Substantive editing involves deep analysis of material to ensure content is engaging, well-structured, and easy to understand. The aim is to improve clarity, coherence, and effectiveness by addressing organization, flow, tone, and voice. Here’s how to begin.
Before you dive into the content and start making changes, confirm that a substantive edit — not a copyedit — is what your client wants. Check out our Levels of Edit field guide for more information.
Step 1: Identify the Audience
The first rule of writing, and writing well, is knowing your audience. As the substantive editor, you also need to have a clear understanding for whom the content is intended.

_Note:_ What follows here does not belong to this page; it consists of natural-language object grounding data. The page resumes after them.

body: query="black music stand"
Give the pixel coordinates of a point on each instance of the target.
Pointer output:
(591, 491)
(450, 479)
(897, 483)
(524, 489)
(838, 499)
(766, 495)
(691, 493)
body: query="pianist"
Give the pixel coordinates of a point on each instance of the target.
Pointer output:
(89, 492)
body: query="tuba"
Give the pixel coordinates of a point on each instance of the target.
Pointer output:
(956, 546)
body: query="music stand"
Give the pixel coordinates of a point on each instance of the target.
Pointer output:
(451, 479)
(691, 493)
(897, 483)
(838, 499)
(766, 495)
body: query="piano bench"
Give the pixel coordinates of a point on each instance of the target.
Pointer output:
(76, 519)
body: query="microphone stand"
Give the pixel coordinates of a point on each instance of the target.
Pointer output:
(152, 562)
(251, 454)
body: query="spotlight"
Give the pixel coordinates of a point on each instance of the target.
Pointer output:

This will help you tailor the content, tone, and language and identify areas that need more explanation or clarification.
Step 2: Read Everything
Start by reading the document from start to finish — and don’t make any edits yet! You need to get a sense of the overall structure, content, tone, and voice of the piece before you make any changes. As you read, take notes of areas that might need improvement.
Step 3: Refine the Structure
When you analyze the structure of the content, you’re looking for areas that need more coherence, such as paragraphs that are out of order or sections that don’t fit together well.
Reorganize material as needed to achieve a logical flow of ideas. Improve readability by identifying opportunities to break up long paragraphs or sections. Add subheads to help your readers more easily navigate the text. Subheads also help with SEO if the content is intended for the web.
Step 4: Improve the Narrative
Look for areas that need more detail or explanation, identify any factual errors or inconsistencies, and suggest corrections or clarifications. Rewrite awkward or confusing sentences, eliminate unnecessary words or phrases, and ensure the tone is appropriate for the target audience.
Step 5: Edit Language and Style
Once the heavy lifting is over, it’s time to go through the content with a finer-toothed comb. Edit the document for language and style, including grammar, punctuation, spelling, and word choice. Identify any overused or inappropriate words — this can include business jargon, insensitive language, or misused word choices. Suggest alternatives, like “use” instead of “utilize” or “examine” instead of “deep dive.”
Step 6: Finalize the Edit
As a final step, go back and reread the entire document. You’ve done a lot of work to the material — rearranging sentences, shortening paragraphs, completely moving copy from one part of the document to another — so you need to be sure what you’ve left behind is cohesive, clear, and consistent.
You’ll likely find something you missed or that doesn’t make sense in context anymore. Clean it up and reread the document again … and again … and again. You might need to complete this process multiple times.
Pro tip: Give yourself as much time as possible between these passes. A day is ideal. If that’s not possible, an hour — or even 15 minutes — will help. Any distance you can get from the copy will help you return to it with a fresh perspective.